Moraes autoriza Bolsonaro a ler livros para reduzir pena de 27 anos por trama golpista - Estado do Pará Online

Moraes autoriza Bolsonaro a ler livros para reduzir pena de 27 anos por trama golpista

Decisão do STF permite remição de até 48 dias por ano com leitura e resenhas

O ministro Alexandre de Moraes, do Supremo Tribunal Federal (STF), autorizou, na quinta-feira (15), o ex-presidente Jair Bolsonaro (PL) a participar do programa de remição de pena pela leitura, mecanismo que permite a redução de dias da condenação a partir da leitura de livros e da produção de resenhas avaliadas pela Justiça.

Bolsonaro foi condenado a 27 anos e três meses de prisão, em regime fechado, por envolvimento na trama golpista, que incluiu crimes como tentativa de abolição violenta do Estado Democrático de Direito e golpe de Estado.

Como funciona a remição pela leitura

O programa é regulamentado pelo Conselho Nacional de Justiça (CNJ) e permite que presos reduzam quatro dias de pena a cada livro lido e resenhado, com um limite máximo de 48 dias por ano. As resenhas passam por avaliação de uma comissão do sistema penitenciário e precisam ser homologadas pelo Judiciário.
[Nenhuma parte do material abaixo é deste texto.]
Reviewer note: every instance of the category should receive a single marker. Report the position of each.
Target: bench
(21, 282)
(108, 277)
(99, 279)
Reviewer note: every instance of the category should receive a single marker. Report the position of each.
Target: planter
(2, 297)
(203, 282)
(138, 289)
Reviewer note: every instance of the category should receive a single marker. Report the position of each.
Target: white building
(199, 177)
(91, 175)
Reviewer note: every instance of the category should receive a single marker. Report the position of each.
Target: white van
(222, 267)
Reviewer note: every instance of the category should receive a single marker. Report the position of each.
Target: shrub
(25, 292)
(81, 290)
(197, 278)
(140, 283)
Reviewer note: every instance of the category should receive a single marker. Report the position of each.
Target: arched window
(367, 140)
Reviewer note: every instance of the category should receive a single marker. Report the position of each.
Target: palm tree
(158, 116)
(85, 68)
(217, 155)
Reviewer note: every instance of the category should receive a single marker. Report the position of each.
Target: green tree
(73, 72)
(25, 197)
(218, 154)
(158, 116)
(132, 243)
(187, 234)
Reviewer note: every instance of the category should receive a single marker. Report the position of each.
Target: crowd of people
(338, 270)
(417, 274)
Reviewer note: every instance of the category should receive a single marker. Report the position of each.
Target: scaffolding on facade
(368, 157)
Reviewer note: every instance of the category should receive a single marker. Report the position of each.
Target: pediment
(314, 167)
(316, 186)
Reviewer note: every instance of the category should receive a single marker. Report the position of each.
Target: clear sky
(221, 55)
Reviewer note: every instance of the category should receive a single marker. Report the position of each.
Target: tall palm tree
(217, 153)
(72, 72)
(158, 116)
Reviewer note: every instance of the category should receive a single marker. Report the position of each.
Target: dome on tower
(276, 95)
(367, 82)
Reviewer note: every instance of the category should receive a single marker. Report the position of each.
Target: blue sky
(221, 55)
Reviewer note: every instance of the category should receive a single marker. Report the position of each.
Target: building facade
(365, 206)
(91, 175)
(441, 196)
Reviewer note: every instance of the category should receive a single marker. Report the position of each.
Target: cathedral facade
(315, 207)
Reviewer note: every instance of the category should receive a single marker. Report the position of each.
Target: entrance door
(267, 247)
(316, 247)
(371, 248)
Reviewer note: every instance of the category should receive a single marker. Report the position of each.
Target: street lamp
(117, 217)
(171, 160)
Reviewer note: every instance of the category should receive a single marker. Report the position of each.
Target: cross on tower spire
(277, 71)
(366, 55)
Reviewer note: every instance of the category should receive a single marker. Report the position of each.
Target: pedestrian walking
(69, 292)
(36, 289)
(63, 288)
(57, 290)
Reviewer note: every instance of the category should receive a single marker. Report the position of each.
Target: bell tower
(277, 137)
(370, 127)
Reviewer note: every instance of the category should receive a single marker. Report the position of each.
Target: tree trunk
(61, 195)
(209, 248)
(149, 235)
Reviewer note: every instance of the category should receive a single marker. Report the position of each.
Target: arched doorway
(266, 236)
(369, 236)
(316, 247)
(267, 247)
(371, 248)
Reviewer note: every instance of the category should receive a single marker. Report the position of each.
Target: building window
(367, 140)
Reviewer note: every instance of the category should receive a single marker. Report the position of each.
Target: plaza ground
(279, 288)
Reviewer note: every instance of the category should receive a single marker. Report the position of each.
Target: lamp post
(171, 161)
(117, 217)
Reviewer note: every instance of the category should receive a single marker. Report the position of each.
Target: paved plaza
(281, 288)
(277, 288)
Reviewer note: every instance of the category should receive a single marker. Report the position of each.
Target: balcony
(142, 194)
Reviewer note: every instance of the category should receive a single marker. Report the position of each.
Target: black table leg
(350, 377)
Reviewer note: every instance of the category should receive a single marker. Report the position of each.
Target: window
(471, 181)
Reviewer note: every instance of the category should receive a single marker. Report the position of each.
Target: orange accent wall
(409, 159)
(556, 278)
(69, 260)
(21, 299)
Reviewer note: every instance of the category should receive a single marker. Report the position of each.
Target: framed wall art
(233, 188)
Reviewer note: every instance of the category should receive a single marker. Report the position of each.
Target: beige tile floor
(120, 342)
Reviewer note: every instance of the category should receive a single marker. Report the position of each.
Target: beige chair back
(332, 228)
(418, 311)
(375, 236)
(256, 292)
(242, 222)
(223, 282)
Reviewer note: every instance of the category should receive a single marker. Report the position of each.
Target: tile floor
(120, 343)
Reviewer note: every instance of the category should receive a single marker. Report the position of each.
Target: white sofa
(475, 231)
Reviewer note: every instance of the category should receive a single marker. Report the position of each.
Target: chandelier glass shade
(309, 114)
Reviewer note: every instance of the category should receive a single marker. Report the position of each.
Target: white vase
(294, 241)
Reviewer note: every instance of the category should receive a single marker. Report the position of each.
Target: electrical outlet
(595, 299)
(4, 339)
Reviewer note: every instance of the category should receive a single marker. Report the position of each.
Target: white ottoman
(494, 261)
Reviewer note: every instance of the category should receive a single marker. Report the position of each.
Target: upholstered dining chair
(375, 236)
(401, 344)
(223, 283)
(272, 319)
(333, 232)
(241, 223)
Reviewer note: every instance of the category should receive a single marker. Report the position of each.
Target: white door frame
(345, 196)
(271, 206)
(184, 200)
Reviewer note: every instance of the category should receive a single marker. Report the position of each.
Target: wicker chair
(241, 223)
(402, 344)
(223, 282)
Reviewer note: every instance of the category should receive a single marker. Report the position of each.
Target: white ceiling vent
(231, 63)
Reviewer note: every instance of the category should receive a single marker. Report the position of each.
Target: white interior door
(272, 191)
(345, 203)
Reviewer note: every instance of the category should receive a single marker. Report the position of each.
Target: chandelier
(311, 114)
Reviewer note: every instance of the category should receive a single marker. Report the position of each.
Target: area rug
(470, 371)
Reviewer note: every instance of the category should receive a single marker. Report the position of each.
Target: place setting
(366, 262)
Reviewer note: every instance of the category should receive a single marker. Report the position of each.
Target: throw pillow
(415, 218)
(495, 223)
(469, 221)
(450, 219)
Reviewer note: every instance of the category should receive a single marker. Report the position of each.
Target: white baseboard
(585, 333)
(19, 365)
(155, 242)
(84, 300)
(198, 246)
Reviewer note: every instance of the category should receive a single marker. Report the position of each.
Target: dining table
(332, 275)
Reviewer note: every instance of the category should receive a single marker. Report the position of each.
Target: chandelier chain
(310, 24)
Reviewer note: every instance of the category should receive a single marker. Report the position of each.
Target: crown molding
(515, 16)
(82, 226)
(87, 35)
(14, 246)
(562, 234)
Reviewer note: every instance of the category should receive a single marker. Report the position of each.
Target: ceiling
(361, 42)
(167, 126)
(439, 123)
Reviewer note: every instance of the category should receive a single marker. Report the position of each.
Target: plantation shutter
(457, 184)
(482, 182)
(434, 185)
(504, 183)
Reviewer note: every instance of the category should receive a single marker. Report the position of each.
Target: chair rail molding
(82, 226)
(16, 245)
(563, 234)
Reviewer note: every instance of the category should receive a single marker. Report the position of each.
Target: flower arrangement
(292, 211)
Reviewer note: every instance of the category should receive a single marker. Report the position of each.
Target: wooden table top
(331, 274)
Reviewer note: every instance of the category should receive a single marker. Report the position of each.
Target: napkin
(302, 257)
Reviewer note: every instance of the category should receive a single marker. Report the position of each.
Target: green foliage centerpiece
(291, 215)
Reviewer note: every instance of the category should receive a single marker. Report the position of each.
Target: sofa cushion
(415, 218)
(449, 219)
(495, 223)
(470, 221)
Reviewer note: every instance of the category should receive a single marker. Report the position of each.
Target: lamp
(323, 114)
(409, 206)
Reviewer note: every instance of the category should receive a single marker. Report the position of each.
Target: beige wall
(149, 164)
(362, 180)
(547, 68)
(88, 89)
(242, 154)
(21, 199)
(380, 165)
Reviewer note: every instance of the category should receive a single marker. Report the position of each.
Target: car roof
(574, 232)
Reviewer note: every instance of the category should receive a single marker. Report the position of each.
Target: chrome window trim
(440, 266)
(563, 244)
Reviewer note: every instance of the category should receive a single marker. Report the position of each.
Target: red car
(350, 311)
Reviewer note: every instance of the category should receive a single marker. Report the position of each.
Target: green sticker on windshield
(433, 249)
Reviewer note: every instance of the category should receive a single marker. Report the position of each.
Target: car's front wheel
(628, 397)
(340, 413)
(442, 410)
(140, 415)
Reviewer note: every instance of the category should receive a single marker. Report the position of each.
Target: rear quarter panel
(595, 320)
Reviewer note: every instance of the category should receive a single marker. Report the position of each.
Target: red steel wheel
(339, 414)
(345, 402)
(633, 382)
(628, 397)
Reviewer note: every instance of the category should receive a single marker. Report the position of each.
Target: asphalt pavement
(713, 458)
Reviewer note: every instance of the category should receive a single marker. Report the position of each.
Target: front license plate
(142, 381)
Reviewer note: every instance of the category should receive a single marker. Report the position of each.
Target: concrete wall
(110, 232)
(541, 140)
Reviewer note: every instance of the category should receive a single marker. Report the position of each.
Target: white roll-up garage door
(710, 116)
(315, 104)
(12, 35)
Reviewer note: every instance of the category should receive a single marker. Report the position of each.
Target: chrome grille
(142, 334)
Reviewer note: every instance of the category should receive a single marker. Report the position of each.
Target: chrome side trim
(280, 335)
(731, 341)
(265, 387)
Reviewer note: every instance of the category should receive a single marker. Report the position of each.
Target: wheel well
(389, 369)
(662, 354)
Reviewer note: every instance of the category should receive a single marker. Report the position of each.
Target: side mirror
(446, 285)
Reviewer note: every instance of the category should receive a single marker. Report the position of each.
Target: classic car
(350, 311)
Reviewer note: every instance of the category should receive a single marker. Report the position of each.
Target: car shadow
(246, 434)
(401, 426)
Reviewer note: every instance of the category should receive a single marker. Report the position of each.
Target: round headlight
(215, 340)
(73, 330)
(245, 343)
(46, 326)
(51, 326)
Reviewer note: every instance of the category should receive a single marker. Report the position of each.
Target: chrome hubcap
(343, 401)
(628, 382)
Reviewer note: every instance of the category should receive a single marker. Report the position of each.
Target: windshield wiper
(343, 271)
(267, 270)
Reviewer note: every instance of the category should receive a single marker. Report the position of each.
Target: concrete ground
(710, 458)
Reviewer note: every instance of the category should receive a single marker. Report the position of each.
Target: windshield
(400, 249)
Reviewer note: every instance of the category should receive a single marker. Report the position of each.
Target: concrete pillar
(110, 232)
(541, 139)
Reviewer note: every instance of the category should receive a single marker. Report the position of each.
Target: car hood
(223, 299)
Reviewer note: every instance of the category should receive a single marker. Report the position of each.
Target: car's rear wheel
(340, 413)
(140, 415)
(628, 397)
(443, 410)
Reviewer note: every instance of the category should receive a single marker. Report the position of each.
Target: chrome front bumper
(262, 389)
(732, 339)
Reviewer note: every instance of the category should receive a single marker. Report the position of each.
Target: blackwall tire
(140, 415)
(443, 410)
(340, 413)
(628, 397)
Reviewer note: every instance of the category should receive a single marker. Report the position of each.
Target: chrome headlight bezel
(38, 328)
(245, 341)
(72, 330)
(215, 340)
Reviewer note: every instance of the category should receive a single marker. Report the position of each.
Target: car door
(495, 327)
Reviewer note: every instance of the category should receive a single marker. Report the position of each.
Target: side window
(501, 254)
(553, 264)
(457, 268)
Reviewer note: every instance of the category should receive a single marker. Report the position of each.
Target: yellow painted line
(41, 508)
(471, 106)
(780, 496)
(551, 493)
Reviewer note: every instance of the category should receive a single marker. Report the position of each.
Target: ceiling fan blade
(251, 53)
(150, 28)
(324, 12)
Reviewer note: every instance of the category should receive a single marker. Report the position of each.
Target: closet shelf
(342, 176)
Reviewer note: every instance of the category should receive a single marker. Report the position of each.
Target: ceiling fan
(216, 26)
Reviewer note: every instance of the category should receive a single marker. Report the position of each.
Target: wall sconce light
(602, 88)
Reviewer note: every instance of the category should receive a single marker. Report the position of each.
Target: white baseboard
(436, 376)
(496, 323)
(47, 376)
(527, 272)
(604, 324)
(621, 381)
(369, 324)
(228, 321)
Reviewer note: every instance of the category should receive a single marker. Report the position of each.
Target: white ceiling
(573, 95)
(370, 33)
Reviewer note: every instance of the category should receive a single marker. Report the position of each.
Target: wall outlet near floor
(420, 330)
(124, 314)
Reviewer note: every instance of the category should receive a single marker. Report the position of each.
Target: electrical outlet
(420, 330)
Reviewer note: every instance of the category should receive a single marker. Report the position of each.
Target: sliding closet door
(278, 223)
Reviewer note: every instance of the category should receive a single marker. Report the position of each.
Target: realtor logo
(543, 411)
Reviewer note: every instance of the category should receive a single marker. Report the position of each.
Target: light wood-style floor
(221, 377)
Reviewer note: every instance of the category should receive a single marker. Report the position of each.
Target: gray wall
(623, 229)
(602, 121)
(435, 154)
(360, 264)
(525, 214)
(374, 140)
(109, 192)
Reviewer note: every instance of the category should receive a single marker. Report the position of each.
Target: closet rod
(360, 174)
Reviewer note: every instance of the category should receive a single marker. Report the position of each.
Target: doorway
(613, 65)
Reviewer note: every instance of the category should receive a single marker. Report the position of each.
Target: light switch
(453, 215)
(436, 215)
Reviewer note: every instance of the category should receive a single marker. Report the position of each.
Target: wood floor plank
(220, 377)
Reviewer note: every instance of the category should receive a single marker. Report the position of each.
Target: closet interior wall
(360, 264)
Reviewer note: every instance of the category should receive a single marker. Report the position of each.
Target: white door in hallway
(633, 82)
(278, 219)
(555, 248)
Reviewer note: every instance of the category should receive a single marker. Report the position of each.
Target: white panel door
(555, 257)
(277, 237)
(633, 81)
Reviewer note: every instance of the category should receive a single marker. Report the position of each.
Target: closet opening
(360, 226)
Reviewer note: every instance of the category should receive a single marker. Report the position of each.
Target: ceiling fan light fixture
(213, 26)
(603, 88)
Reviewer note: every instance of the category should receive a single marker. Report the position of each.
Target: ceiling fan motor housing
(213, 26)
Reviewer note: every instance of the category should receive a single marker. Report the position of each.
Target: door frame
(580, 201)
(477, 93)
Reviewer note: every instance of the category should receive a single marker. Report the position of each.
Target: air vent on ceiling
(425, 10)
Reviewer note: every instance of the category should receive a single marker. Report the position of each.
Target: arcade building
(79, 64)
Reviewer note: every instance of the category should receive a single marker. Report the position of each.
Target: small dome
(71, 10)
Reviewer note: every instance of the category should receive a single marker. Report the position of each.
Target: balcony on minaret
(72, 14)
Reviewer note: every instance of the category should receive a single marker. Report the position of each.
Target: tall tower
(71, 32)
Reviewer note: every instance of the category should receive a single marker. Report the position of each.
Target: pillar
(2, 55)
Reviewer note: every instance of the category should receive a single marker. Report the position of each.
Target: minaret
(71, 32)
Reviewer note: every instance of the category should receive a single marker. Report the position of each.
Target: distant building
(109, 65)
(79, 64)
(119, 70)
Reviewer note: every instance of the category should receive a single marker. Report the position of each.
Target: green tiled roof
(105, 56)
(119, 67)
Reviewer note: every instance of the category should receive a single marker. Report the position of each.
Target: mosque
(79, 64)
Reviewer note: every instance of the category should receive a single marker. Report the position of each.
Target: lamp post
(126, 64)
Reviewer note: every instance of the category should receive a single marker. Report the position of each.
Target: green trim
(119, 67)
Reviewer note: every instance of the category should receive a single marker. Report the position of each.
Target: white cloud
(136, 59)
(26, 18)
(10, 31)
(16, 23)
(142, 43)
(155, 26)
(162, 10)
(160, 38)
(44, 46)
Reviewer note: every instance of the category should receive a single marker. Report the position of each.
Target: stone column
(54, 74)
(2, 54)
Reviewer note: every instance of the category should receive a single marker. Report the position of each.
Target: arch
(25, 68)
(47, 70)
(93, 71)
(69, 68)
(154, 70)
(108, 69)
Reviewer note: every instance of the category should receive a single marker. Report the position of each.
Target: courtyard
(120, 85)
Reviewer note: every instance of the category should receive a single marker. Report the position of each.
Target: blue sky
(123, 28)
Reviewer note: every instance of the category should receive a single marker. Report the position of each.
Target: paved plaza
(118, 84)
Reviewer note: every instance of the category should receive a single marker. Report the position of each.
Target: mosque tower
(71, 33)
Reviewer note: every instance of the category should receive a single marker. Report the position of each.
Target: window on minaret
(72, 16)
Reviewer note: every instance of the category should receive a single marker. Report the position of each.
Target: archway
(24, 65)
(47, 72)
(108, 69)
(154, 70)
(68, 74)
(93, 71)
No Distrito Federal, o sistema prisional adota uma lista específica de obras autorizadas para a remição, que reúne títulos da literatura nacional e internacional, biografias, livros infantojuvenis, HQs e obras sobre democracia, cidadania e direitos humanos.

Entre os livros disponíveis estão “Ainda Estou Aqui”, de Marcelo Rubens Paiva, obra autobiográfica em que o autor revisita memórias familiares e aborda a trajetória de seu pai, o ex-deputado Rubens Paiva, morto durante a ditadura militar; “Democracia”, de Philip Bunting, livro ilustrado que apresenta de forma didática o conceito de democracia, sua história e temas como cidadania, política e participação social; e “Crime e Castigo”, de Fiódor Dostoiévski, clássico da literatura russa que narra o drama psicológico de um estudante atormentado pela culpa após cometer um assassinato, explorando questões morais, éticas e sociais.

Pedido da defesa e transferência

O pedido para adesão ao programa foi protocolado pela defesa de Jair Bolsonaro no início do mês e acolhido pelo ministro Alexandre de Moraes na mesma decisão que determinou a transferência do ex-presidente para o 19º Batalhão da Polícia Militar do Distrito Federal, conhecido como Papudinha, localizado no Complexo Penitenciário da Papuda, em Brasília.

Antes disso, Bolsonaro estava preso na Superintendência da Polícia Federal no Distrito Federal.

Remição de pena por estudo e trabalho

A possibilidade de redução da pena por meio de trabalho e estudo foi incluída na Lei de Execução Penal em 2011 e se aplica a presos em regime fechado ou semiaberto, desde que haja autorização judicial individual.

A legislação prevê:

  • Redução de um dia de pena a cada 12 horas de frequência escolar (ensino fundamental, médio, profissionalizante ou superior);
  • Redução de um dia de pena a cada três dias de trabalho.

Além de diminuir o tempo total da condenação, essas atividades podem acelerar a progressão de regime e a concessão de liberdade condicional.

Outras autorizações no caso da trama golpista

Em dezembro, o ministro Alexandre de Moraes também autorizou o general Paulo Sérgio Nogueira, apontado como integrante do chamado “núcleo crucial” da trama golpista, a trabalhar, ler livros e realizar cursos para reduzir a pena de 19 anos de prisão.

A lista completa de obras autorizadas para a remição da pena no Distrito Federal permanece disponível nos autos do processo e no regulamento do sistema penitenciário local.